HAY OTRAS vías de integración europea en las que no suele repararse. Así, la convergencia de los comportamientos electorales. Esa corrida en pelo que la izquierda francesa ha dado al Gobierno de centro-derecha ha venido a producirse, como en el 14-M español, por un aumento sensible del índice de participación. A más votantes, más ventaja para la izquierda. Ese es el comportamiento nuevo, y compartido, del que debe tomarse nota. Solía atribuirse hasta ahora a la derecha sociológica lo principal del margen de abstención, que se suele llamar «abstención vegetativa», y se sitúa entre el 20 y el 30 por ciento del censo. La estimación podría ser correcta, pero las cosas han cambiado. Y ya no es lo que era. Pero esa izquierda que emerge es renuente a las reformas sociales y económicas, necesarias para alcanzar los objetivos en que insisten los gobiernos de la Unión Europea, tal como se significó en el último Consejo de Bruselas. Conseguir los niveles de competitividad de EE. UU. y Japón en seis años resultará imposible si, previamente, no se aligera el peso del Estado de bienestar.

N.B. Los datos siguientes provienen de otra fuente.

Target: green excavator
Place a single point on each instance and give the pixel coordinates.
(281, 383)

La cuestión es especialmente relevante en el caso de Francia y Alemania, las dos economías de cabecera en la UE. Y la resistencia de esa izquierda que vota contra el Gobierno de Chirac y despide a Schröder de la presidencia del SPD -luego de hacer lo propio con Aznar-, además de entorpecer la homologación europea con las dos economías mundiales de cabecera, EE. UU. y Japón, dificulta la creación de puestos de trabajo. Al final, los problemas reales (salarios, jubilación, sistemas de salud) pesan más que las manifestaciones de coyuntura, como las suscitadas por la guerra de Irak, que llevaron a Chirac y a Schröder a creer que tocaban el cielo de la estabilidad política. El déficit de adhesión política se les pone en paralelo con el déficit de estabilidad fiscal y crecimiento económico.